Wed May 18 05:51:13 AEST 1988

> The real fix would of course be in the kernel.  I would suggest setting
> a timeout on each system call.  This way, an lseek on a dead tape drive,
> say, would fail after n secs of cpu.  Some sort of context might need
> to be saved before the syscall starts, so things can be restored.  This
> could be expensive.  Comments?

Probably not a good idea.

"lseek" is a bad example; in all current UNIX systems that I'm familiar with,
"lseek" only sets a "seek pointer" in memory - it never goes near the device.
This pointer is then used by the driver to position the tape before doing any
I/O operation.

A more germane example *might* be an I/O operation or an "position the tape"
"ioctl" operation on a dead tape drive, except that the *only* reason this
would require a timeout should either be that the tape driver is buggy and
doesn't immediately detect a dead drive or that it doesn't have some timeout
scheme *in the driver* to detect a dead drive.  Even such a timeout could be
tricky; some magtape operations can take a *very* long time to complete.

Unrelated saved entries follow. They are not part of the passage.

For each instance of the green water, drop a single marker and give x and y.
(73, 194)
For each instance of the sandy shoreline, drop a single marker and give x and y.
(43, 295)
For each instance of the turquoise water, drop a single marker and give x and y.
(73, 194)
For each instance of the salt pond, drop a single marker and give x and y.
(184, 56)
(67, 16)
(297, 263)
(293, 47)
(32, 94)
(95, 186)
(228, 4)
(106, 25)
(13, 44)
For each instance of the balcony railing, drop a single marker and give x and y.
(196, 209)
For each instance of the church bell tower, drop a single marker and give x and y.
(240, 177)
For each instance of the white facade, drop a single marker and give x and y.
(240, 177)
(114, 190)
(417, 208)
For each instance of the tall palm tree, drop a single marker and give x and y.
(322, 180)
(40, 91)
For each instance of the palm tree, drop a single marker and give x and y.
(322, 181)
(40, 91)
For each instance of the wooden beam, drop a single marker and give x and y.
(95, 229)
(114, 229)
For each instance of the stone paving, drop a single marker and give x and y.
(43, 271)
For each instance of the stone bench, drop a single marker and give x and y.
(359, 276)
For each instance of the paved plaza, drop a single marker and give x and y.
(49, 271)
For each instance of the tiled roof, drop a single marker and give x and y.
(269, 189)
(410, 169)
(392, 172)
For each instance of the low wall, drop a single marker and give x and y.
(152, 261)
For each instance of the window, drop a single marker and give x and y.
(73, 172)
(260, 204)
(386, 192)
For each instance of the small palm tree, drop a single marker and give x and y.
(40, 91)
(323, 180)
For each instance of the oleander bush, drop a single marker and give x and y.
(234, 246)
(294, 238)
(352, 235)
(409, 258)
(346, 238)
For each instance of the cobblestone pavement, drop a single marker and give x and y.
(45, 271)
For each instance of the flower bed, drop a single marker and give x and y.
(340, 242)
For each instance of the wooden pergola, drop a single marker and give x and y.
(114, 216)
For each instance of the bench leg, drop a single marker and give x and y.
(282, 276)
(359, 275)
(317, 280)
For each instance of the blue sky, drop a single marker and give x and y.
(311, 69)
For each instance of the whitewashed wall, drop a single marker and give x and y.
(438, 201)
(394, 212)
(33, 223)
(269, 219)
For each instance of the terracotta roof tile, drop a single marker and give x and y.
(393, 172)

Basically, system calls should take as long as they need to; this could very
well be infinite ("pause()" or "sigpause()") or, worse, finite but
indeterminate.  In either case, no timeout can be imposed.

A typical "wedged" process is either waiting for something that *must* complete
(in which case its unkillability is unfortunate but unavoidable) or is hung due
to a kernel bug (in which case the real fix is, of course, in the kernel - but
it's not to kludge in a timeout).

(P.S. the timer obviously doesn't want to be based on CPU time - a blocked
process tends to consume CPU time *extremely* slowly, if at all.)